Many laws regulating schools have “sprung from noble aspirations and were aimed high at worthwhile goals,” such as “ridding education of the evils of segregation and opening our schools to those with learning disabilities,” the Secretary says,4adding that now the law-making has gotten out of hand.
Courts heard more challenges to school-board decisions in the 1970’s than in the previous seven decades combined, Mr. Bennett says, and the verbiage of federal legislation affecting education increased from 80 to 360 pages between 1964 and 1974. The amount of state regulation has increased as well, the Secretary notes.

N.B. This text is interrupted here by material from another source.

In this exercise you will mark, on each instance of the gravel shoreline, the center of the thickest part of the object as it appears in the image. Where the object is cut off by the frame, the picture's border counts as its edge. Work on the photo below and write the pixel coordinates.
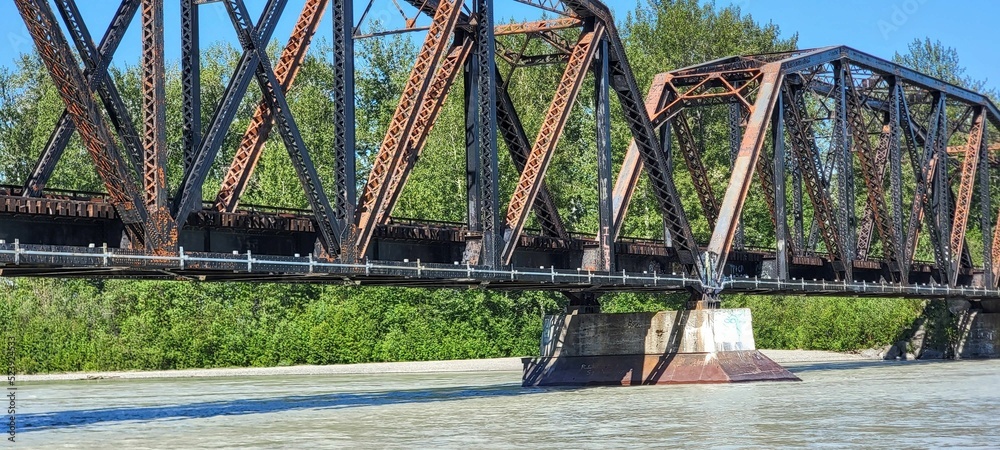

The cost of defending against lawsuits has also soared, Mr. Bennett says, and worries about liability cause school officials “to think twice before imposing discipline where discipline is due, firing incompetent employees, or sponsoring school activities where students may potentially suffer real or perceived injuries.”
“In fact, the entire nine-member school board of Nebraska’s Oakland-Craig district resigned in an attempt to avoid personal liability for any judgment resulting from $22 million in personal-injury lawsuits filed against the district,” he says.
The same laws that constrain well-meaning educators allow others to ''escape responsibility for their own failings,” according to Mr. Bennett. “They can claim, for example, a heartfelt desire to beef up the curriculum and get rid of bad teachers, but can argue convincingly that the law won’t let them do it.”
Lawyers can help by encouraging state and local governments to “minimize the legal burdens on school officials,” the Secretary suggests. The speech urges them to create committees “with a mission of clarifying, simplifying, and limiting constraints on educator discretion.”
It also urges lawyers to “demystify the law” for educators, who, according to Mr. Bennett, often think it constrains them more than it actually does. “When lawyers give overly cautious advice, they increase the chance that innovation and educational reform will not take place,” he charges.
Finally, the speech asks the lawyers to devote pro bono efforts--unpaid work done for charitable purposes--to assisting educators.
“Why is it that when a lawyer does pro bono work on an education matter, so often it seems he is representing someone who asserts the constitutional right to disrupt class?” Mr. Bennett asks. “Lawyers should help schools do things that make educational sense to do, not just give educators reasons why they can’t do things.”